In August, a Dutch shipping company added an additional vessel to its Antwerp-Cleveland route to meet growing demand.
One ship even sailed all the way from Shanghai to Cleveland last November - a forty-day journey that bypassed major ports in southern California, Virginia and New Jersey - to avoid the backlogs plaguing those locations.
It's not just incoming international cargo companies that are looking to the Great Lakes ports to handle their wares. The Port of Cleveland is working with a Texas-based company trucking cargo from the Gulf of Mexico up to Lake Erie - a 1,000-mile journey - to get its products shipped out to Europe.
"They can't get vessel or container capacity down there (in Texas)," said Mr Gutheil.
While ports situated on the Atlantic and Pacific oceans dominate America's shipping industry today, that wasn't always the case. The Great Lakes ports once served as a crucial North American maritime highway for transporting agricultural and other bulk products such as iron ore, coal and limestone throughout the 1800s and 1900s.
The deregulation of the rail and especially the trucking industries in 1980, combined with the offshoring of manufacturing to Asia and elsewhere, however, saw the decline of the Great Lakes ports.
Located more than 2,200 miles from the Atlantic Ocean, the Port of Duluth-Superior was at its peak in the 1950s, when it handled more than 77 million short tonnes of goods such as iron ore and agricultural grain, making it the largest freshwater port in the world. By 2017, the amount of cargo it handled had fallen by more than half.
But today, as America's major coastal ports struggle to meet demand, the Great Lakes has the potential to expand capacity of the country's shipping industry.
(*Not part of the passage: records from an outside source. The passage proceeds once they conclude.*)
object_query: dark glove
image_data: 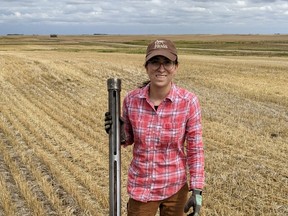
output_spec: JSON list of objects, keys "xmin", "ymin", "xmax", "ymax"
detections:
[
  {"xmin": 104, "ymin": 112, "xmax": 113, "ymax": 134},
  {"xmin": 104, "ymin": 112, "xmax": 126, "ymax": 144},
  {"xmin": 184, "ymin": 189, "xmax": 202, "ymax": 216}
]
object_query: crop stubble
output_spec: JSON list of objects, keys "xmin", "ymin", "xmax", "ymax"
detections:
[{"xmin": 0, "ymin": 35, "xmax": 287, "ymax": 215}]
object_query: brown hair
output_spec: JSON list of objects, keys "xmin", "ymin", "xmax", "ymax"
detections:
[{"xmin": 138, "ymin": 80, "xmax": 151, "ymax": 88}]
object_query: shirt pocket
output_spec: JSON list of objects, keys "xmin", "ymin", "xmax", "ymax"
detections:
[{"xmin": 160, "ymin": 122, "xmax": 185, "ymax": 148}]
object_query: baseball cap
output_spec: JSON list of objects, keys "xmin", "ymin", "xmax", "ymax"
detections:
[{"xmin": 145, "ymin": 39, "xmax": 177, "ymax": 63}]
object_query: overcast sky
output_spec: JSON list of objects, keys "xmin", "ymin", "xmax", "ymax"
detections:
[{"xmin": 1, "ymin": 0, "xmax": 287, "ymax": 35}]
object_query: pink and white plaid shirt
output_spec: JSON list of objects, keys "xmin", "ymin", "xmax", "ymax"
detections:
[{"xmin": 122, "ymin": 83, "xmax": 204, "ymax": 202}]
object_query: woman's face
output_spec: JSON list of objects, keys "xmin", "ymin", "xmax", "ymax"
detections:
[{"xmin": 145, "ymin": 56, "xmax": 178, "ymax": 88}]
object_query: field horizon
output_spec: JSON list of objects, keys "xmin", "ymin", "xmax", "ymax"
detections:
[{"xmin": 0, "ymin": 35, "xmax": 287, "ymax": 215}]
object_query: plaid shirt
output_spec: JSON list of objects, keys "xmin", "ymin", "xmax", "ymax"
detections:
[{"xmin": 122, "ymin": 83, "xmax": 204, "ymax": 202}]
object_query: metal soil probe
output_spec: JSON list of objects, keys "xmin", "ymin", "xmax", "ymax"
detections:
[{"xmin": 107, "ymin": 78, "xmax": 122, "ymax": 216}]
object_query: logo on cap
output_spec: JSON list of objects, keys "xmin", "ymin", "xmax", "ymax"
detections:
[{"xmin": 154, "ymin": 40, "xmax": 168, "ymax": 49}]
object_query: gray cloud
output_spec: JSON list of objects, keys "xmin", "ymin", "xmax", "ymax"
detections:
[{"xmin": 0, "ymin": 0, "xmax": 287, "ymax": 34}]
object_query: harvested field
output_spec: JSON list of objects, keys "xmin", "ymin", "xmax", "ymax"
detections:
[{"xmin": 0, "ymin": 35, "xmax": 287, "ymax": 215}]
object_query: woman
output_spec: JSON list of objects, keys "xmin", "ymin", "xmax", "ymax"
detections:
[{"xmin": 105, "ymin": 39, "xmax": 204, "ymax": 216}]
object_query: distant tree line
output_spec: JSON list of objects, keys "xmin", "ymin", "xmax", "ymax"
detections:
[{"xmin": 7, "ymin": 34, "xmax": 24, "ymax": 36}]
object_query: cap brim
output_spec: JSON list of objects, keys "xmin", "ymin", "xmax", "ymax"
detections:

The Port of Cleveland, for example, is currently only moving about 10,000 containers a year but could potentially handle about 100,000 containers.
Six hundred and thirty miles northwest of Cleveland, the Port of Duluth-Superior - the largest in the Great Lakes - has expanded its facilities to include a customs station that now allows it to handle international cargo.
Its first overseas shipment of containers - 200 containers of bagged kidney beans destined for Italy, France, Germany and Hungary - set sail in late May.
And yet it's not all smooth sailing for the northern ports. Reports of a shortage of icebreaker ships hampered shipping activity last winter, as lakes froze.
Moreover, the 15 canal locks that allow ships to move between the Great Lakes and the Atlantic Ocean are not maintained and kept ice-free by their American and Canadian operators during the winter months.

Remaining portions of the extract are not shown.